If you do joint analysis according to our Best Practices, your analysis will be greatly empowered by the ability to leverage population-wide information from a cohort of multiple samples. It will allow you to detect variants with great sensitivity and genotype samples as accurately as possible. See the following sections for details of why that is if you are not convinced.
Once you’re convinced: the good news is you don’t actually have to call variants on all your samples together. Since GATK 3.0, you can use the HaplotypeCaller to call variants individually per-sample in
-ERC GVCF mode, followed by a joint genotyping step on all samples in the cohort, as described in this method article. This achieves what we call incremental joint discovery, providing you with all the benefits of classic joint calling (as described below) without the drawbacks.
Why "almost always"? Because some people have reported missing a small fraction of singletons (variants that are unique to individual samples) when using the new method. For most studies, this is an acceptable tradeoff, but if you are very specifically looking for singletons, you may need to do some careful evaluation before committing to this method.

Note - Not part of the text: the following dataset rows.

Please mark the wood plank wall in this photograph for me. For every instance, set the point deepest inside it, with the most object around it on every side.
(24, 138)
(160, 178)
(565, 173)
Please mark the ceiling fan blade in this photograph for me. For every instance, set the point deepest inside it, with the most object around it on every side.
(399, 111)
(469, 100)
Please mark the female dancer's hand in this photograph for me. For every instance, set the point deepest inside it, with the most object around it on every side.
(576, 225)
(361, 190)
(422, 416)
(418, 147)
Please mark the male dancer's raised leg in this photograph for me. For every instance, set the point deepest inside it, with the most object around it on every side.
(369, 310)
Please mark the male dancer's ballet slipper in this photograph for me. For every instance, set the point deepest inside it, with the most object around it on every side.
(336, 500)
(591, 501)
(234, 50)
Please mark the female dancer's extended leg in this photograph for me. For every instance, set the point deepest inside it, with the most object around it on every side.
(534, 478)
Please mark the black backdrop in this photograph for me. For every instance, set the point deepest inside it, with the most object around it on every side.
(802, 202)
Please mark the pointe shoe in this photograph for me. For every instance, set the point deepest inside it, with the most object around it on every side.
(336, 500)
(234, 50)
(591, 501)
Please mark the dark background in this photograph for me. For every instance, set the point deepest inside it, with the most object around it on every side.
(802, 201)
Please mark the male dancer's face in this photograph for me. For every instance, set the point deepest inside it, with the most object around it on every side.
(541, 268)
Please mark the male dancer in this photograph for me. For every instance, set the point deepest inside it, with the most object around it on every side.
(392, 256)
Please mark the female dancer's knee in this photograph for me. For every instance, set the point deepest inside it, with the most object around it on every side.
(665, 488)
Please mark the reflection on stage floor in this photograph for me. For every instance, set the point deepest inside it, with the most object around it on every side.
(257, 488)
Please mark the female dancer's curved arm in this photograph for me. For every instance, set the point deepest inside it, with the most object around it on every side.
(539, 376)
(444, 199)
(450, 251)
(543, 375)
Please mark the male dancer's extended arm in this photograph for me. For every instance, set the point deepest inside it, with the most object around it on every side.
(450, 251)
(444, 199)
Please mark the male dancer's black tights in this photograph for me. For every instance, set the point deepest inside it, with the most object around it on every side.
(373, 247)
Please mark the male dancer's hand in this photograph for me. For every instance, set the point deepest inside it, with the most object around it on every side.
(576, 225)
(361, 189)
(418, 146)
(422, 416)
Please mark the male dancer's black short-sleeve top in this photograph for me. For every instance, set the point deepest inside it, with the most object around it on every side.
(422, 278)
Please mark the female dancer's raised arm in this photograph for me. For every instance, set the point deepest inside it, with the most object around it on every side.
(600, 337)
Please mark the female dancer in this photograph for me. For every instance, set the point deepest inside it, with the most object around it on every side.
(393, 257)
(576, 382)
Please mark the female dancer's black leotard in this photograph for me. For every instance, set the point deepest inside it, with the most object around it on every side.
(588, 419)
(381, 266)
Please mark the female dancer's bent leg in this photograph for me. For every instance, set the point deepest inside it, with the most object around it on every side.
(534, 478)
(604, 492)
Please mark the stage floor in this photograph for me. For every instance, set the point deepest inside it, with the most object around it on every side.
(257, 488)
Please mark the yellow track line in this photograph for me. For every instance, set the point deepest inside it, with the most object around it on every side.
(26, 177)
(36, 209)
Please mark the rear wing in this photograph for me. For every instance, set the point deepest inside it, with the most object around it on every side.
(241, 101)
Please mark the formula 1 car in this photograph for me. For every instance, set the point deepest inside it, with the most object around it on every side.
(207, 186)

Until recently, three strategies were available for variant discovery in multiple samples:
- single sample calling: sample BAMs are analyzed individually, and individual call sets are combined in a downstream processing step;
- batch calling: sample BAMs are analyzed in separate batches, and batch call sets are merged in a downstream processing step;
- joint calling: variants are called simultaneously across all sample BAMs, generating a single call set for the entire cohort.
The best of these, from the point of view of variant discovery, was joint calling, because it provided the following benefits:
Batch-calling does not output a genotype call at sites where no member in the batch has evidence for a variant; it is thus impossible to distinguish such sites from locations missing data. In contrast, joint calling emits genotype calls at every site where any individual in the call set has evidence for variation.
By sharing information across all samples, joint calling makes it possible to “rescue” genotype calls at sites where a carrier has low coverage but other samples within the call set have a confident variant at that location. However this does not apply to singletons, which are unique to a single sample. To minimize the chance of missing singletons, we increase the cohort size -- so that singletons themselves have less chance of happening in the first place.
The current approaches to variant filtering (such as VQSR) use statistical models that work better with large amounts of data. Of the three calling strategies above, only joint calling provides enough data for accurate error modeling and ensures that filtering is applied uniformly across all samples.
Figure 1: Power of joint calling in finding mutations at low coverage sites. The variant allele is present in only two of the N samples, in both cases with such low coverage that the variant is not callable when processed separately. Joint calling allows evidence to be accumulated over all samples and renders the variant callable. (right) Importance of joint calling to square off the genotype matrix, using an example of two disease-relevant variants. Neither sample will have records in a variants-only output file, for different reasons: the first sample is homozygous reference while the second sample has no data. However, merging the results from single sample calling will incorrectly treat both of these samples identically as being non-informative.
There are two major problems with the joint calling strategy.
- Scaling & infrastructure
Joint calling scales very badly -- the calculations involved in variant calling (especially by methods like the HaplotypeCaller’s) become exponentially more computationally costly as you add samples to the cohort. If you don't have a lot of compute available, you run into limitations pretty quickly. Even here at Broad where we have fairly ridiculous amounts of compute available, we can't brute-force our way through the numbers for the larger cohort sizes that we're called on to handle.
- The N+1 problem
When you’re getting a large-ish number of samples sequenced (especially clinical samples), you typically get them in small batches over an extended period of time, and you analyze each batch as it comes in (whether it’s because the analysis is time-sensitive or your PI is breathing down your back). But that’s not joint calling, that’s batch calling, and it doesn’t give you the same significant gains that joint calling can give you. Unfortunately the joint calling approach doesn’t allow for incremental analysis -- every time you get even one new sample sequence, you have to re-call all samples from scratch.